6. Data sparsity problem

  • The amount of training data is small, the model can converge on the training samples, but the prediction accuracy is very low
  • solution:
    1. label more data
    1. Try to construct training samples (data augmentation)
    1. Replace the model (such as using a pre-trained model, etc.) to reduce data requirements
    1. Add rules to make up
    1. Adjust the threshold and use the recall rate for the accuracy rate
    1. Redefine categories (reduce categories)

7. Unbalanced labels

  • Some categories have abundant samples, and some categories have very few samples
  • Solution:
  • All the solutions to data sparsity still apply
    1. Oversampling copies samples of the specified class, repeating in sampling
    1. Downsampling reduces the sampling of multi-sample classes, using parts randomly
    1. Adjusting the sample weight is reflected by the weight adjustment of the loss function

8. Multi-label classification problems

  • Multi-label is different from multi-classification
  • Movie Description: The former navy soldier Jack Sally (played by Sam Worthington Sam Worthington) who was injured in the battle and paralyzed from the lower body decided to come to Pandora star for his dead brother to manipulate Dr.
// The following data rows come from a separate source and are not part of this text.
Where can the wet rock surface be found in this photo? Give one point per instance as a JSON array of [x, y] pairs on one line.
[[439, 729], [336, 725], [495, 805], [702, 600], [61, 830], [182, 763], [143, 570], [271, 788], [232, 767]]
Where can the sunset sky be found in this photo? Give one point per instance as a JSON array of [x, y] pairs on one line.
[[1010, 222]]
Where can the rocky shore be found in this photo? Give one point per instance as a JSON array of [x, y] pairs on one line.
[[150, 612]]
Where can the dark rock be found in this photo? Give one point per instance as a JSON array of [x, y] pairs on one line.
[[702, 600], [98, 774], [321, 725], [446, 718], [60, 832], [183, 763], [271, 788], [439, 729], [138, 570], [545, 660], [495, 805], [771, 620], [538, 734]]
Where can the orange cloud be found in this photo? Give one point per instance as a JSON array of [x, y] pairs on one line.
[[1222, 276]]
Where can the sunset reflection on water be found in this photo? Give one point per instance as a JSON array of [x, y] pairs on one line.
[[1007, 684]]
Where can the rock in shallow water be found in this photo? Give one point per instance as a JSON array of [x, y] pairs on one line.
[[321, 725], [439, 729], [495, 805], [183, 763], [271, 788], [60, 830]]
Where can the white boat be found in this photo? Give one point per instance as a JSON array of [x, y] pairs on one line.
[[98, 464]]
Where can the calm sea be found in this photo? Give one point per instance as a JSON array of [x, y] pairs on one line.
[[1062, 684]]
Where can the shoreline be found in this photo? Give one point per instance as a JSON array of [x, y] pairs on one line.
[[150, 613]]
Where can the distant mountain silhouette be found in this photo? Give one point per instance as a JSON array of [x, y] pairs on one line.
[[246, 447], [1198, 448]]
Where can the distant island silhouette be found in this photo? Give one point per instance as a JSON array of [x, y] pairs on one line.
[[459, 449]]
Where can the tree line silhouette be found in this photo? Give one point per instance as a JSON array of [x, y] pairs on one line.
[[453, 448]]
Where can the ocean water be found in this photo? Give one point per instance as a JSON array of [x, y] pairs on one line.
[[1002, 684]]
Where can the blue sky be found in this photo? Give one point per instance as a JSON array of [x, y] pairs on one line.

Grace (Sigourney Weaver Sigourney). Weaver) uses human genes and local Namei tribe genes to create an "Avatar" hybrid creature...
  • Tags: action, sci-fi
  • Transformation for multi-label problems
    1. Decomposed into multiple independent binary classification problems
    1. Convert a multi-label classification problem to a multi-class classification problem
    1. Replace the loss directly by the model for multi-label classification

9. BCELoss

  • Directly replace the loss function
    insert image description here

the code

import torch
import torch.nn as nn

m = nn.Sigmoid()
bceloss = nn.BCELoss()
input = torch.randn(5)
target = torch.FloatTensor([1,0,1,0,0])
output = bceloss(m(input), target)
print(output)

celoss = nn.CrossEntropyLoss()
input = torch.FloatTensor([[0.1,0.2,0.3,0.1,0.3],[0.1,0.2,0.3,0.1,0.3]])
target = torch.LongTensor([2,3])
output = celoss(input, target)
print(output)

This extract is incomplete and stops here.